Pallotta made the case that in analyzing the success of any nonprofit, it is wrong to focus narrowly on what percentage of a donation goes to services versus overhead. As he asks, what makes us think "overhead" is not an integral part of the cause? He urged a role for "charity defense councils" to counteract the image of nonprofits as mere handmaidens to a larger for-profit industry. He rejected an image that ties nonprofits to low wages or volunteer-only staffing.
Good food for thought, yes?
Thursday, October 31, 2013
Since 1999, Remembering When has been implemented in communities throughout North America to help thousands of older adults learn strategies to help them live safely at home for as long as possible. The program’s foundation remains the same: the 16 key safety messages–eight fire prevention and eight fall prevention–developed by experts from national and local safety organizations and focus group testing in high fire-risk states. The program will continue to be implemented through group presentations, home visits, and as part of smoke alarm installation and fall intervention programs. All of the revised training materials are available online.

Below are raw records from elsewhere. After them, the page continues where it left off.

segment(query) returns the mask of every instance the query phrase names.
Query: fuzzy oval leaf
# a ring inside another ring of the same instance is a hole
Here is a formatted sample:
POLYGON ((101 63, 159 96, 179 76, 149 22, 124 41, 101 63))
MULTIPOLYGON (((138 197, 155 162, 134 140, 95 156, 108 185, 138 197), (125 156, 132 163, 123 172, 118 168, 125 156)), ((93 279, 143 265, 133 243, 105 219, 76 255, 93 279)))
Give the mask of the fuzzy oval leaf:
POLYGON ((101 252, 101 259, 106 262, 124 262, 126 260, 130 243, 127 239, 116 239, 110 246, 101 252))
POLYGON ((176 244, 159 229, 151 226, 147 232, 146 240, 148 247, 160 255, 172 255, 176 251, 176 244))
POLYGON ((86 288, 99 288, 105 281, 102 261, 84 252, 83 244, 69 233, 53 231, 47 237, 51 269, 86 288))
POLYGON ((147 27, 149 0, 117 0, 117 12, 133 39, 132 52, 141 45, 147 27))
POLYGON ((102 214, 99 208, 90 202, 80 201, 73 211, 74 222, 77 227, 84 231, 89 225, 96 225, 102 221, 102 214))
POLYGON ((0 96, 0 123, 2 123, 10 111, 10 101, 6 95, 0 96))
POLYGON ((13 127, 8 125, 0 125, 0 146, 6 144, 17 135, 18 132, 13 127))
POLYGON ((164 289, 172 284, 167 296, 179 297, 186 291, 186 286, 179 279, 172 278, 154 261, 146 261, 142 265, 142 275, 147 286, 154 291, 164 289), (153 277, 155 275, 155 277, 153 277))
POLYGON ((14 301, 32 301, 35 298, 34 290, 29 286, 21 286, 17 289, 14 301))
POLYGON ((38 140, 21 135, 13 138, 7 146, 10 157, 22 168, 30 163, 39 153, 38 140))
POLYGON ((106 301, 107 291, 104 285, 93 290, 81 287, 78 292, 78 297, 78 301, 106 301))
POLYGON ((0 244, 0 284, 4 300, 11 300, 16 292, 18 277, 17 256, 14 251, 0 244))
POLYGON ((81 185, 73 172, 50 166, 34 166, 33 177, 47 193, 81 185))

“Over the next decades, the population of older adults will increase dramatically,” said Karen Berard-Reed, senior project manager for NFPA. “The new version targets adults who are just entering their older years. We hope to encourage these ‘younger’ older adults to develop important safety habits that will carry them through their senior years and help those around them develop safer behaviors.”
Representatives of fire departments and home visit agencies across the United States and Canada that have been chosen to participate in the Remembering When conference December 1-3, 2013 in Boston, will be the first trained with updated materials.